Current Research Focus Post-quantum cryptography, computational algebra, and crystallographic computations.

Kevin W. Rudd

Senior Computer Systems Researcher

Dr. Rudd is a Computer Systems Researcher at the Laboratory for Physical Sciences and formerly led the Computer Architecture and Computer Engineering team. He has performed research in the areas of advanced computer architecture, emerging memory technology, and rapid development and deployment. He is the sole or first inventor on four hardware–software co-design patents. Dr. Rudd has worked in government, industry, academia, and the military and received his Ph.D., M.S., and B.S. in Electrical Engineering from Stanford University.

Current Research Focus Dr. Rudd is working on enterprise-class computer architecture enhancements extending commodity architectures (like Arm and RISC-V) to support large address spaces providing scalability, abstraction, and safety & security.

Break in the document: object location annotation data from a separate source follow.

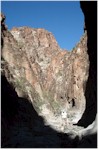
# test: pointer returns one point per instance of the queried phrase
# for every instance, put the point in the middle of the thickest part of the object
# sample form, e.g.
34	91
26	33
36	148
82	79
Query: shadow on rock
22	127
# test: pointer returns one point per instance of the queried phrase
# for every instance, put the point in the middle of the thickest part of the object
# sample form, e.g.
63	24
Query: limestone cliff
39	70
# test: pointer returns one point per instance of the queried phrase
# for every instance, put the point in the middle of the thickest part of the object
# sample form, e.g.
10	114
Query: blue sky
63	18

Current Research Focus Secure Computer Architecture Design, Secure and Safety in High-Performance Architecture, Trusted Execution Environments

Ashif Iquebal

Assistant Professor/Center Affiliate 

Dr. Ashif Iquebal is an assistant professor of Industrial Engineering in the School of Computing and Augmented Intelligence at ASU. Prior to this, he obtained his Ph.D. in Industrial and Systems Engineering (2020) and a Master’s degree in Statistics (2019) from Texas A&M University. His research focuses on developing methodological foundations in data science and machine learning, particularly on statistical representation and quantification of high-dimensional data, active learning, and inverse models with applications in smart and cyber manufacturing. He received the Pritsker Doctoral Dissertation Award from the Institute of Industrial and Systems Engineering (IISE) in 2021. In the past, his research papers were recognized as winners/finalists for five best student paper/poster awards at INFORMS, IISE, and the American Statistical Association conferences.

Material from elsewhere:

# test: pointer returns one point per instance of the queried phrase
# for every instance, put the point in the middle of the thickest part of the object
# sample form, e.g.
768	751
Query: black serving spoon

Research Project: Develop a new agent-based methodology for secure  federated smart manufacturing (FSM). 

Andy Glew

Senior Security Researcher 

Mr. Glew is a Computer Architect and an industry veteran, with a career spanning almost 40 years. He was a Computer Architect at Intel and AMD, and a Principal Computer Architect at SiFive, Nvidia, and Imagination Technologies, and MIPS Technologies. He is best known for being one of the five principal architects of the Intel P6 Pentium Pro processor, the most profitable CPU microarchitecture in history. Mr. Glew holds over 120 patents. He is an Intel Achievement Award recipient. He has a B.Eng. (EE) degree from McGill University in 1985, an M.Sc. in Electrical and Computer Engineering (MSEE) from University of Illinois at Urbana Champaign with the Center for Reliable and High-Performance Computing in 1991, had four years of computer science doctoral training from University of Wisconsin (1996-2000).

Current Research Focus Mr. Glew focuses his research on Computer Architecture with an emphasis on instruction set architecture (ISA) design, microarchitecture, and computer security, including capabilities and code/control flow integrity.